The upside: these savings let me 3x my pricing tier limits and add intermittent quality checks. Headroom I wouldn't have had otherwise.

Happy to answer questions.

LTL_FTC a day ago
It sounds like you don’t need immediate llm responses and can batch process your data nightly? Have you considered running a local llm? May not need to pay for api calls. Today’s local models are quite good. I started off with cpu and even that was fine for my pipelines.
- ok_orco 14 hours ago |parent
  I haven't thought about that, but really want to dig in more now. Any places you recommend starting?
- kreetx a day ago |parent
  Though haven't done any extensive testing then I personally could easily get by with current local models. The only reason I don't is that the hosted ones all have free tiers.
- ydu1a2fovb 19 hours ago |parent
  Can you suggest any good llms for cpu?
  - R_D_Olivaw 17 hours ago |parent
    Following.
- queenkjuul a day ago |parent
  Agreed, I'm pretty amazed at what I'm able to do locally just with an AMD 6700XT and 32GB of RAM. It's slow, but if you've got all night...
toxic72 2 hours ago
consider this for addtl cost savings if local doesnt interest you - https://docs.cloud.google.com/vertex-ai/generative-ai/docs/m...
44za12 a day ago
This is the way. I actually mapped out the decision tree for this exact process and more here:
https://github.com/NehmeAILabs/llm-sanity-checks
- homeonthemtn 20 hours ago |parent
  That's interesting. Is there any kind of mapping to these respective models somewhere?
  - 44za12 19 hours ago |parent
    Yes, I included a 'Model Selection Cheat Sheet' in the README (scroll down a bit).
    I map them by task type:
    Tiny (<3B): Gemma 3 1B (could try 4B as well), Phi-4-mini (Good for classification). Small (8B-17B): Qwen 3 8B, Llama 4 Scout (Good for RAG/Extraction). Frontier: GPT-5, Llama 4 Maverick, GLM, Kimi
    Is that what you meant?
gandalfar a day ago
Consider using z.ai as model provider to further lower your costs.
- tehlike a day ago |parent
  This is what i was going to suggest too.
- viraptor a day ago |parent
  Or minimax - m2.1 release didn't make a big splash in the news, but it's really capable.
- ok_orco 14 hours ago |parent
  Will take a look!
- DANmode a day ago |parent
  Do they or any other providers offer any improvements on the often-chronicled variability of quality/effort from the major two services e.g. during peak hours?
deepsummer a day ago
As much as I like the Claude models, they are expensive. I wouldn't use them to process large volumes of data. Gemini 2.5 Flash-Lite is $0.10 per million tokens. Grok 4.1 Fast is really good and only $0.20. They will work just as well for most simple tasks.
joshribakoff a day ago
Have you looked into https://maartengr.github.io/BERTopic/index.html ?
dezgeg a day ago
Are you also adding the proper prompt cache control attributes? I think Anthropic API still doesn't do it automatically
arthurcolle a day ago
Can you discuss a bit more of the architecture?

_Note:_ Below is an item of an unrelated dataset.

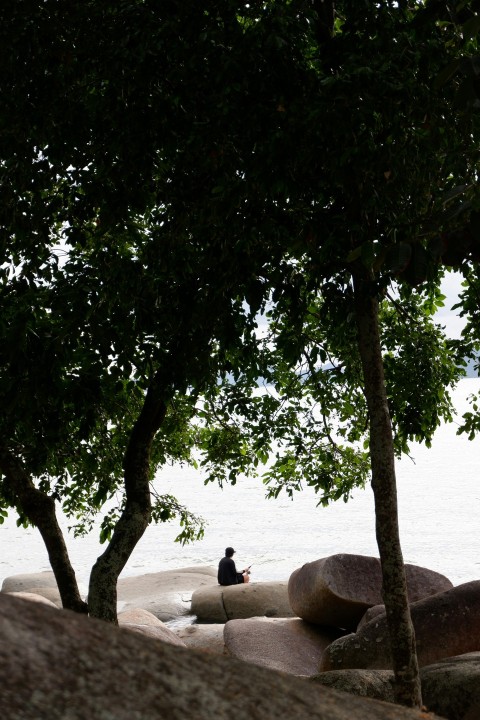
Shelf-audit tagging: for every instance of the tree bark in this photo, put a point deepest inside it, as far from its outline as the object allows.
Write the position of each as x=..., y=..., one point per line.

- ok_orco a day ago |parent
  Pretty straightforward. Sources dump into a queue throughout the day, regex filters the obvious junk ("lol", "thanks", bot messages never hit the LLM), then everything gets batched overnight through Anthropic's Batch API for classification. Feedback gets clustered against existing pain points or creates new ones.
  Most of the cost savings came from not sending stuff to the LLM that didn't need to go there, plus the batch API is half the price of real-time calls.
DeathArrow a day ago
You also can try to use cheaper models like GLM, Deepseek, Qwen,at least partially.